Environmental science touches on many of the biggest challenges the world faces today. As a UWF environmental science master's student, you will gain an understanding about the complex relationships between mankind and the environment, drawing on a diverse range of disciplines.
Why Study Environmental Science at UWF?
At UWF, our master's students get opportunities that only doctoral students get at larger universities.
With small classes and approachable faculty members, UWF offers you advanced research and educational opportunities like no other.
The program includes both thesis and non-thesis tracks. Both tracks provide a foundation for employment in the private and public sectors. In addition, the thesis track prepares students for advanced study leading to the doctoral degree. The majority of students who apply for an assistantship receive one. Other financial support is available. Internships are encouraged.
What You Will Learn
Throughout the program, you will learn key concepts and build upon foundations in geosciences, geographic information systems and environmental science.

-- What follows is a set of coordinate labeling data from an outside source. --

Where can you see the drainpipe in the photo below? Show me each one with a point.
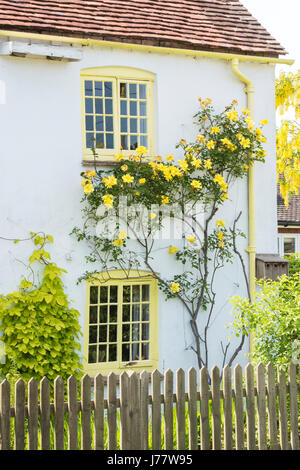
(249, 90)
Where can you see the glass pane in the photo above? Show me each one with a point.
(103, 294)
(108, 89)
(123, 108)
(145, 351)
(133, 91)
(135, 352)
(98, 88)
(102, 353)
(113, 333)
(133, 125)
(126, 312)
(124, 126)
(125, 333)
(100, 141)
(92, 354)
(109, 125)
(89, 107)
(109, 141)
(112, 352)
(93, 294)
(93, 334)
(145, 293)
(125, 352)
(99, 123)
(103, 314)
(108, 107)
(90, 140)
(143, 108)
(88, 88)
(99, 106)
(142, 92)
(93, 314)
(133, 108)
(145, 331)
(113, 293)
(124, 142)
(136, 312)
(143, 126)
(89, 123)
(103, 334)
(126, 293)
(135, 332)
(289, 245)
(145, 312)
(123, 90)
(113, 309)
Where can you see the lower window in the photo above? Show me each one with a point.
(121, 325)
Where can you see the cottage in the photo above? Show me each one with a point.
(110, 74)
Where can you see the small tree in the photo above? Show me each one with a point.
(275, 319)
(39, 326)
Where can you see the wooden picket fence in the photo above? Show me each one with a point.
(257, 410)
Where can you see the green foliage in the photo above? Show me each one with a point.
(39, 326)
(274, 317)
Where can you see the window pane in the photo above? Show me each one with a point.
(88, 88)
(98, 88)
(133, 91)
(89, 123)
(108, 107)
(89, 107)
(93, 314)
(142, 92)
(143, 108)
(123, 90)
(133, 108)
(108, 89)
(123, 108)
(99, 106)
(289, 245)
(93, 334)
(99, 123)
(109, 141)
(133, 125)
(102, 353)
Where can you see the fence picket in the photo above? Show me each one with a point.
(99, 412)
(216, 410)
(192, 400)
(168, 410)
(293, 406)
(156, 410)
(239, 408)
(144, 410)
(32, 414)
(20, 415)
(112, 412)
(204, 409)
(261, 407)
(283, 430)
(272, 415)
(59, 413)
(72, 413)
(250, 407)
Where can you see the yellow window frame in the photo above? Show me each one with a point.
(117, 278)
(116, 75)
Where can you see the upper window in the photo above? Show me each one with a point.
(121, 324)
(117, 111)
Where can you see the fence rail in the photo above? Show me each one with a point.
(197, 410)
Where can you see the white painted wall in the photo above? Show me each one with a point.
(40, 154)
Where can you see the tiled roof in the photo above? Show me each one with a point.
(290, 215)
(217, 25)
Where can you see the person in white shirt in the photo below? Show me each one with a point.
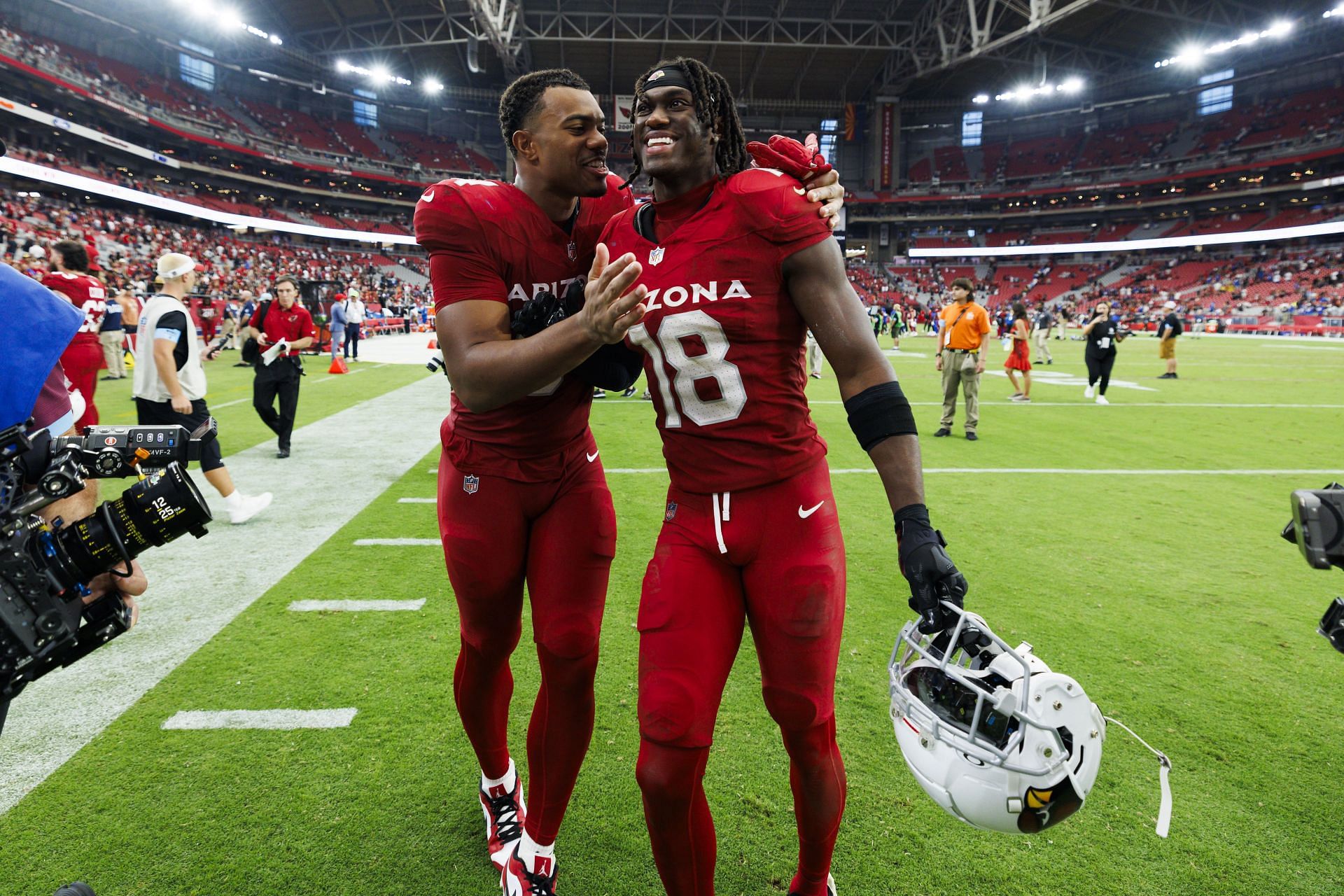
(169, 382)
(354, 318)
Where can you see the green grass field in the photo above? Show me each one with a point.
(1171, 598)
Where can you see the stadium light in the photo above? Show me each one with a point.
(378, 74)
(1193, 55)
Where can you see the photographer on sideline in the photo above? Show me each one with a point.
(35, 328)
(169, 382)
(286, 321)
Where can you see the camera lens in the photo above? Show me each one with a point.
(153, 511)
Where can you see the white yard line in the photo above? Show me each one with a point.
(198, 587)
(355, 606)
(269, 719)
(397, 543)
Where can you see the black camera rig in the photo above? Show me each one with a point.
(1317, 528)
(46, 568)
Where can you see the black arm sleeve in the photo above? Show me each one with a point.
(612, 367)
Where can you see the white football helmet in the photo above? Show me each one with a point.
(990, 732)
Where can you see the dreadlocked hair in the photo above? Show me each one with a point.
(522, 99)
(713, 101)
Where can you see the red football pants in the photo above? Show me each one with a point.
(774, 561)
(559, 538)
(81, 362)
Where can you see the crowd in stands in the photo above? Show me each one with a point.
(1281, 122)
(125, 245)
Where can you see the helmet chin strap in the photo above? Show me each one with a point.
(1164, 813)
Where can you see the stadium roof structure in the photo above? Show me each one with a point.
(781, 55)
(778, 50)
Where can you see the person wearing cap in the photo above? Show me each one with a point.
(962, 344)
(289, 323)
(337, 323)
(354, 308)
(169, 382)
(83, 359)
(1167, 332)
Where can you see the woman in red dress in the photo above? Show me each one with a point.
(1021, 356)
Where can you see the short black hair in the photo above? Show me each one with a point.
(73, 255)
(713, 101)
(522, 99)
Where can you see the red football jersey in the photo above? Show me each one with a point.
(489, 241)
(722, 337)
(88, 295)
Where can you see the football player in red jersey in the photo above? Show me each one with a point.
(522, 495)
(83, 359)
(736, 267)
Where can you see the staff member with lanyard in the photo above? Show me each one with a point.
(961, 356)
(286, 320)
(1101, 333)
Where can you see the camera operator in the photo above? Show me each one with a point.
(286, 321)
(169, 382)
(35, 328)
(1102, 333)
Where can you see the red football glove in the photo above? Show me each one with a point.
(788, 155)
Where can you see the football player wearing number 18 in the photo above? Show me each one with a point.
(737, 266)
(522, 495)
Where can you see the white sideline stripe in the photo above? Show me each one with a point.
(1133, 245)
(355, 606)
(20, 168)
(270, 719)
(366, 543)
(1078, 403)
(1026, 469)
(1085, 403)
(58, 715)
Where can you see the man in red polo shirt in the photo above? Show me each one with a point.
(286, 321)
(83, 359)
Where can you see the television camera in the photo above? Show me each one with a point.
(1317, 528)
(46, 568)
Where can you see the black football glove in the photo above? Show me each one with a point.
(546, 309)
(932, 574)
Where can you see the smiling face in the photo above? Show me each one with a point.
(671, 143)
(566, 143)
(286, 295)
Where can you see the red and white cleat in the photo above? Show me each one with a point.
(504, 812)
(521, 880)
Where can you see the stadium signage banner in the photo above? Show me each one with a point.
(622, 109)
(80, 131)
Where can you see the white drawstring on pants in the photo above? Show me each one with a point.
(721, 516)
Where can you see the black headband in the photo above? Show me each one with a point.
(668, 77)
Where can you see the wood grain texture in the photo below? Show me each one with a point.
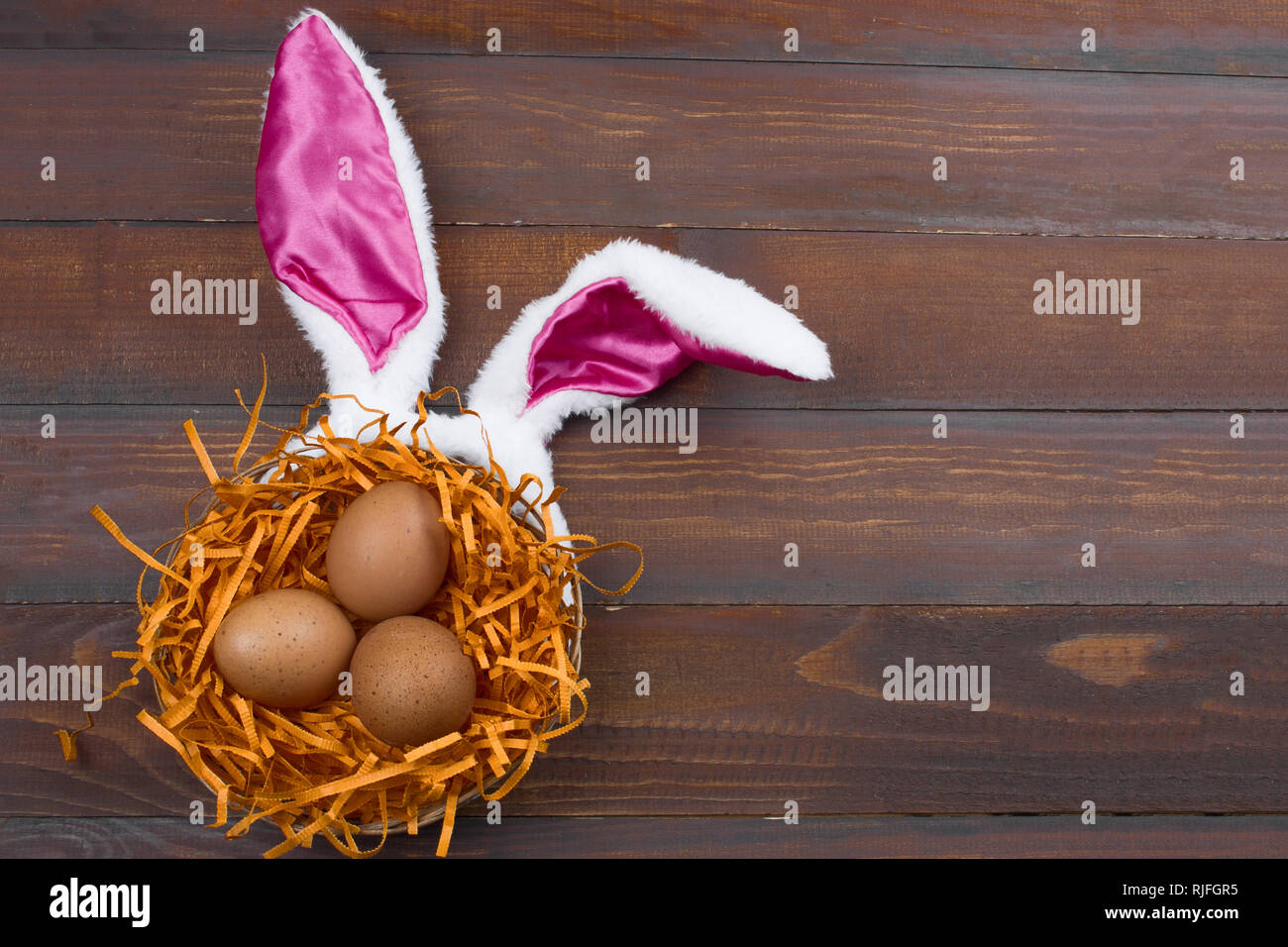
(794, 146)
(752, 706)
(1228, 37)
(970, 836)
(883, 513)
(912, 321)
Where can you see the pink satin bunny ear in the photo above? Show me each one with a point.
(344, 218)
(605, 338)
(626, 320)
(629, 318)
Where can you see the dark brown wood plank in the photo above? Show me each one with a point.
(748, 707)
(1227, 37)
(912, 321)
(881, 512)
(964, 836)
(532, 140)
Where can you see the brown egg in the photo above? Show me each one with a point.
(412, 682)
(387, 552)
(283, 648)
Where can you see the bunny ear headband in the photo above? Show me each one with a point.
(347, 227)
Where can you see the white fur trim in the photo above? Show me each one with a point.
(410, 365)
(716, 309)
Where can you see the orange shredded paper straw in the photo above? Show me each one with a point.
(318, 772)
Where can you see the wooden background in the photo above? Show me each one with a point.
(809, 169)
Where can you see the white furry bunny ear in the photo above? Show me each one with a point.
(627, 318)
(346, 223)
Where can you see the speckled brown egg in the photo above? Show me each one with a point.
(387, 552)
(283, 648)
(412, 682)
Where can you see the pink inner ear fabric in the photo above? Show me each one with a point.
(331, 213)
(604, 339)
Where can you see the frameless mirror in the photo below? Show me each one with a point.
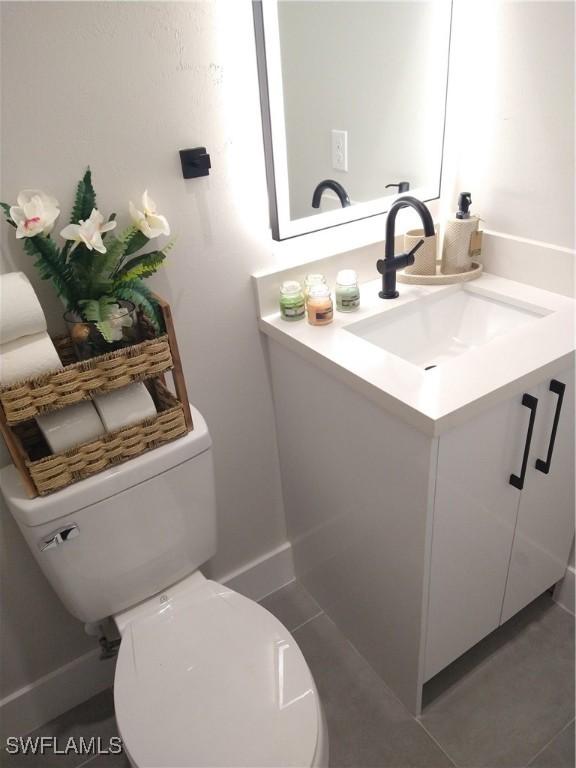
(353, 96)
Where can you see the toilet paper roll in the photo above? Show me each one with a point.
(26, 357)
(20, 310)
(125, 406)
(75, 424)
(425, 256)
(456, 256)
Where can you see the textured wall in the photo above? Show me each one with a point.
(124, 86)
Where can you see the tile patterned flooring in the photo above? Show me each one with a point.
(507, 703)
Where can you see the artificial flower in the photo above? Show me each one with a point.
(35, 213)
(118, 320)
(148, 220)
(89, 232)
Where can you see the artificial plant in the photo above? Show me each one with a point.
(93, 270)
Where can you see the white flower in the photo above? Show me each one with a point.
(35, 213)
(89, 232)
(149, 221)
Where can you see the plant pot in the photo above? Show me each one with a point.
(88, 340)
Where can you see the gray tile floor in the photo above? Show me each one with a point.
(508, 703)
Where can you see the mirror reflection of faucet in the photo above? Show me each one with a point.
(336, 187)
(390, 264)
(403, 186)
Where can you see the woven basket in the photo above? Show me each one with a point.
(77, 381)
(43, 472)
(52, 472)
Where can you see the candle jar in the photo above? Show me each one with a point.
(292, 304)
(311, 280)
(347, 291)
(319, 305)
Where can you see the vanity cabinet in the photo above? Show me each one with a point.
(418, 546)
(501, 536)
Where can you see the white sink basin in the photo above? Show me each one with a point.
(440, 327)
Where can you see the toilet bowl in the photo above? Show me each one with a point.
(207, 677)
(204, 676)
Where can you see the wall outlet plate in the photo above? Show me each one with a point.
(339, 150)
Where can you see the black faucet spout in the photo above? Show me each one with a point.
(388, 266)
(336, 187)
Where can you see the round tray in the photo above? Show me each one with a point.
(439, 278)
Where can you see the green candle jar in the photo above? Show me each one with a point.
(292, 304)
(347, 291)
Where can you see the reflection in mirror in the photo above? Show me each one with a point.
(353, 101)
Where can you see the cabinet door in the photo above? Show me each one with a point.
(545, 524)
(475, 511)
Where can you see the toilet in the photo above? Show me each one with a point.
(204, 675)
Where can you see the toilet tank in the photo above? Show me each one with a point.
(114, 539)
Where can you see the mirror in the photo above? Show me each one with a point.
(353, 94)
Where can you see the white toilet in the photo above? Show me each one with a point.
(204, 676)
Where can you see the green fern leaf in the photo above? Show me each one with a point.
(136, 292)
(99, 311)
(140, 266)
(51, 265)
(85, 199)
(136, 241)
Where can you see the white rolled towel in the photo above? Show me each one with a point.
(26, 357)
(75, 424)
(20, 310)
(125, 406)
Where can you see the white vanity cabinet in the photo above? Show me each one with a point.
(418, 546)
(545, 520)
(500, 541)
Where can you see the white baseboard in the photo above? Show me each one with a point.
(41, 701)
(564, 592)
(266, 574)
(44, 699)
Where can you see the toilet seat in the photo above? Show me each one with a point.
(207, 677)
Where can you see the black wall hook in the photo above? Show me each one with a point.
(195, 162)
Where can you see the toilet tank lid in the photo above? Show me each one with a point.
(93, 489)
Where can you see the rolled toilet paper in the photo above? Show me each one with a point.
(26, 357)
(75, 424)
(125, 406)
(20, 310)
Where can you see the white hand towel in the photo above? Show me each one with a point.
(20, 310)
(75, 424)
(125, 406)
(26, 357)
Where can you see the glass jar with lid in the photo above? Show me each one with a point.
(319, 305)
(347, 291)
(292, 303)
(313, 279)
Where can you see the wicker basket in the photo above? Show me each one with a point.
(43, 472)
(77, 381)
(52, 472)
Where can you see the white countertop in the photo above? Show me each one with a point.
(436, 400)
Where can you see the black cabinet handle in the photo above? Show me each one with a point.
(532, 403)
(558, 388)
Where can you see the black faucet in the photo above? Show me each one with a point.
(390, 264)
(335, 187)
(403, 186)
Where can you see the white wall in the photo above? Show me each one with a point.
(511, 134)
(124, 86)
(376, 70)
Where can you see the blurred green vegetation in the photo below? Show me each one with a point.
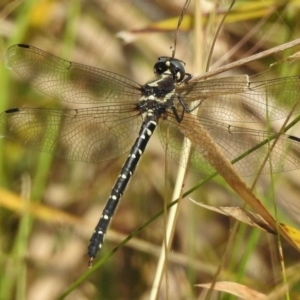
(42, 247)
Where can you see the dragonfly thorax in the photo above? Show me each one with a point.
(170, 66)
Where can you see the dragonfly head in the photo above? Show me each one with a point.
(168, 65)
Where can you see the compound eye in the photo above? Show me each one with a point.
(178, 70)
(161, 66)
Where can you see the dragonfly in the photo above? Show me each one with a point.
(112, 115)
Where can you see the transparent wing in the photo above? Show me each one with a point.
(234, 141)
(68, 81)
(236, 99)
(90, 134)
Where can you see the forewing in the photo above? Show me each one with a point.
(68, 81)
(91, 134)
(237, 99)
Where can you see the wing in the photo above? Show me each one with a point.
(68, 81)
(90, 134)
(236, 99)
(234, 142)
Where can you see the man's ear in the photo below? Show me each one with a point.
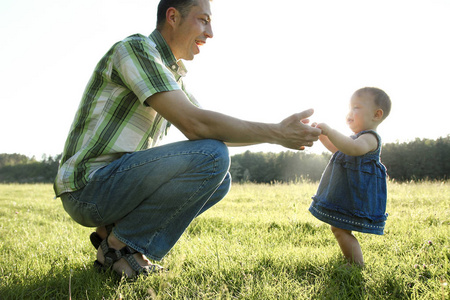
(172, 16)
(378, 114)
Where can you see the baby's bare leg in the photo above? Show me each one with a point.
(349, 245)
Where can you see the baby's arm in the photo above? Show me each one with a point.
(326, 141)
(360, 146)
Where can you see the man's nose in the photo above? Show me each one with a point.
(208, 32)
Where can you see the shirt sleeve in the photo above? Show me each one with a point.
(142, 70)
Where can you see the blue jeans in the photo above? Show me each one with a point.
(153, 195)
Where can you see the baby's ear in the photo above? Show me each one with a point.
(378, 114)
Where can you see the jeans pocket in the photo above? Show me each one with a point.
(84, 213)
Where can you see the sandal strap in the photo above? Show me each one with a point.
(112, 255)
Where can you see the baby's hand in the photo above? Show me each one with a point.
(324, 127)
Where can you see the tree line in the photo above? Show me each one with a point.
(421, 159)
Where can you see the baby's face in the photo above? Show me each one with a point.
(361, 113)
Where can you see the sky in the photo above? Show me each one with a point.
(266, 61)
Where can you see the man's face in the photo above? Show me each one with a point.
(192, 31)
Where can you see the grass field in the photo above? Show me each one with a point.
(260, 242)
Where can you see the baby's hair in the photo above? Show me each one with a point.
(381, 99)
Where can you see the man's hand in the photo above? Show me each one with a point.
(296, 134)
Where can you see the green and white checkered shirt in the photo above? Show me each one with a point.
(113, 118)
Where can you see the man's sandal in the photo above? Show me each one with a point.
(112, 256)
(95, 238)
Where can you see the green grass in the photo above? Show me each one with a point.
(260, 242)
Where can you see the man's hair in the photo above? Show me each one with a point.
(381, 99)
(183, 6)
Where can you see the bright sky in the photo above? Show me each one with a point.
(266, 61)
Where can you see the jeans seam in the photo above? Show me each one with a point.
(168, 221)
(161, 157)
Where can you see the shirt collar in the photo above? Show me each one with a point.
(167, 55)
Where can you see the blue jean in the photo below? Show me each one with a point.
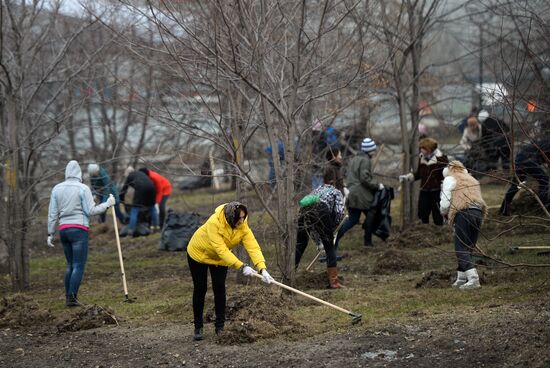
(134, 214)
(75, 247)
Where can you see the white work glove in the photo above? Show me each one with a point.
(248, 271)
(406, 177)
(110, 201)
(266, 277)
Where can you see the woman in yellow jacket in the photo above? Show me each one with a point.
(210, 249)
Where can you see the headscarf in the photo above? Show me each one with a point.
(232, 212)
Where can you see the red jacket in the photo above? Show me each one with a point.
(162, 185)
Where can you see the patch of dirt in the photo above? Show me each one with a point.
(395, 260)
(91, 316)
(421, 236)
(437, 279)
(21, 310)
(254, 314)
(486, 336)
(313, 280)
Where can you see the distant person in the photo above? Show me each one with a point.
(72, 204)
(494, 140)
(102, 187)
(210, 250)
(430, 172)
(529, 162)
(163, 189)
(463, 206)
(144, 198)
(471, 134)
(362, 187)
(319, 220)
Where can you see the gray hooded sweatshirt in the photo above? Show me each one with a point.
(71, 201)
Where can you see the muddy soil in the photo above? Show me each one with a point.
(490, 336)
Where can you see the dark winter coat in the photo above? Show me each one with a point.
(430, 171)
(144, 189)
(102, 186)
(360, 182)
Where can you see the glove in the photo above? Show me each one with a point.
(346, 192)
(266, 277)
(247, 270)
(110, 201)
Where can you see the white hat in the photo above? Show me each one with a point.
(93, 169)
(368, 145)
(482, 116)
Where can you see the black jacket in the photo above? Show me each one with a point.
(144, 189)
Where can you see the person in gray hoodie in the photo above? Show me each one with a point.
(72, 204)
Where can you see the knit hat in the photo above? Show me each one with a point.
(429, 144)
(93, 169)
(128, 170)
(368, 145)
(482, 116)
(232, 212)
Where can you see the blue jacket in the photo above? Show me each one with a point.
(71, 201)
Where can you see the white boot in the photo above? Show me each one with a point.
(461, 279)
(473, 280)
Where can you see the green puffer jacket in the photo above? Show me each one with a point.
(361, 183)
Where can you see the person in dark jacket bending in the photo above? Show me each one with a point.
(528, 162)
(430, 172)
(144, 197)
(319, 221)
(102, 186)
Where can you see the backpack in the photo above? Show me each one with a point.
(178, 230)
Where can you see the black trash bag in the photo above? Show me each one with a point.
(381, 206)
(178, 230)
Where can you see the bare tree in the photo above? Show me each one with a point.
(276, 58)
(35, 41)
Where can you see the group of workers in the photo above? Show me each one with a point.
(448, 192)
(72, 204)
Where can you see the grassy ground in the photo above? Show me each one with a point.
(161, 281)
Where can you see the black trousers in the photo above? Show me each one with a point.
(428, 203)
(319, 219)
(466, 231)
(199, 273)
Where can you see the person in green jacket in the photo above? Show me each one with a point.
(362, 187)
(210, 250)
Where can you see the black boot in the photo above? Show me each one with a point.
(197, 336)
(72, 301)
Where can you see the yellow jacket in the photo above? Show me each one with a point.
(213, 241)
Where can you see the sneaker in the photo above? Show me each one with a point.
(72, 301)
(197, 336)
(323, 259)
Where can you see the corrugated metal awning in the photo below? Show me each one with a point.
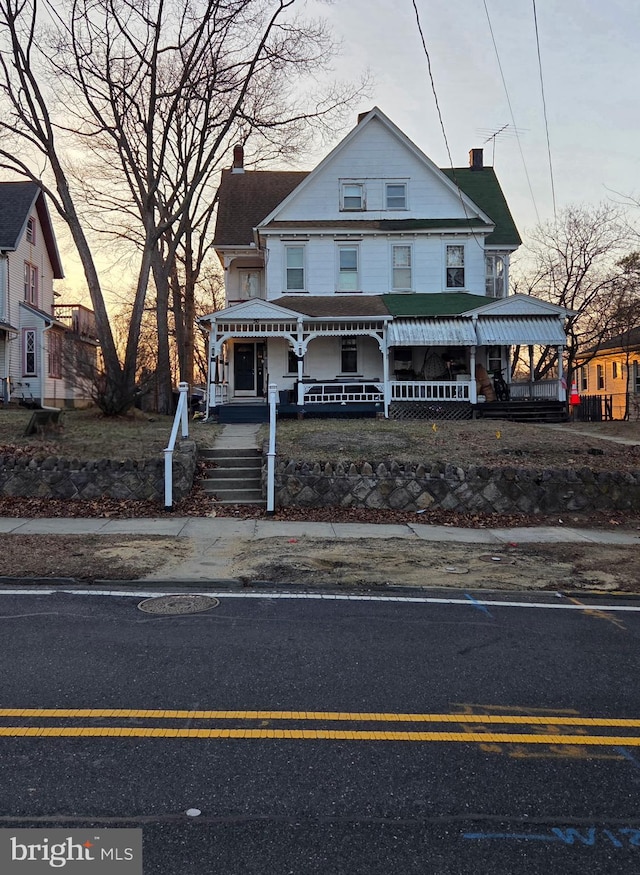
(431, 332)
(521, 330)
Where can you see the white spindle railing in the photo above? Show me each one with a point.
(337, 393)
(181, 418)
(441, 390)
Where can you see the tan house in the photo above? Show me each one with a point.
(612, 373)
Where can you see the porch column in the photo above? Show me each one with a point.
(562, 383)
(531, 371)
(213, 364)
(300, 400)
(385, 377)
(473, 391)
(300, 351)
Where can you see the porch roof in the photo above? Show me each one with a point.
(520, 330)
(435, 304)
(432, 332)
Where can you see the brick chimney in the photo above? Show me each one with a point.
(238, 159)
(475, 159)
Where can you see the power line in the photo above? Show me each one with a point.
(506, 91)
(444, 133)
(544, 108)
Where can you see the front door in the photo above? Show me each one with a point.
(244, 369)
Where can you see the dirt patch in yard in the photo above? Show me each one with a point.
(88, 557)
(403, 562)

Departmental areas of concentration include:
- Coastal science
- Geographic information science
- Soil science
- Human-environment interactions
- Environmental planning, policy and politics
There are many opportunities for research and other experiential learning.
This track trains students in field, laboratory and computing techniques to investigate multiple components of the environmental sciences, including soil and sediment contaminant assessment, coastal and marine aquatic environments, coastal morphology, remote sensing, climate science and reconstruction, as well as geographic information science (GIS). The thesis track applies discipline content to real-world issues within our region and across the globe. Many of our thesis students publish their work in a peer-reviewed journal.
Research conducted by graduate students reflects the core specializations of the Department. Within each of these broad areas, there are numerous opportunities for students to pursue their interests in collaboration with faculty. To learn about specific research areas, prospective graduate students should review the research interests of the faculty, and the descriptions of current graduate research opportunities.
Students should formalize, no later than the end of the second semester, their Thesis Advisor and Thesis Committee members. Completion of the thesis track is contingent upon identification of a suitable Thesis Advisor. Applicants who intend to pursue this track are strongly encouraged to contact faculty in their field of specialization during the application process to secure a Thesis Advisor. Once a faculty member has agreed to act as a Thesis Advisor, the student will submit a detailed Research and/or Course Plan (the Program of Study) to a Thesis Committee consisting of at least three faculty including the Thesis Advisor; at least two Committee members must be Earth and Environmental Sciences faculty. The Thesis Committee guides students through their course of study and their research. The Committee will advise the student on the acceptability of the Program of Study and will decide on any further steps to be taken in shaping the thesis research project. Students are expected to maintain an active discourse with, and seek advice from, their Committee. Committee meetings should be scheduled by the student or Thesis Advisor as specific problems or accumulated research demands.
This option explores environmental science content from a variety of perspectives to understand how human populations and activities affect, and are affected by soil, sediment, water and air. Through coursework, field trips and lab activities, our students investigate human environment interactions, current environmental research areas and modern tools and techniques of the environmental professional. The non-thesis track may include an internship.
Earn your master's degree on a schedule that works for you by taking synchronous (real-time) courses.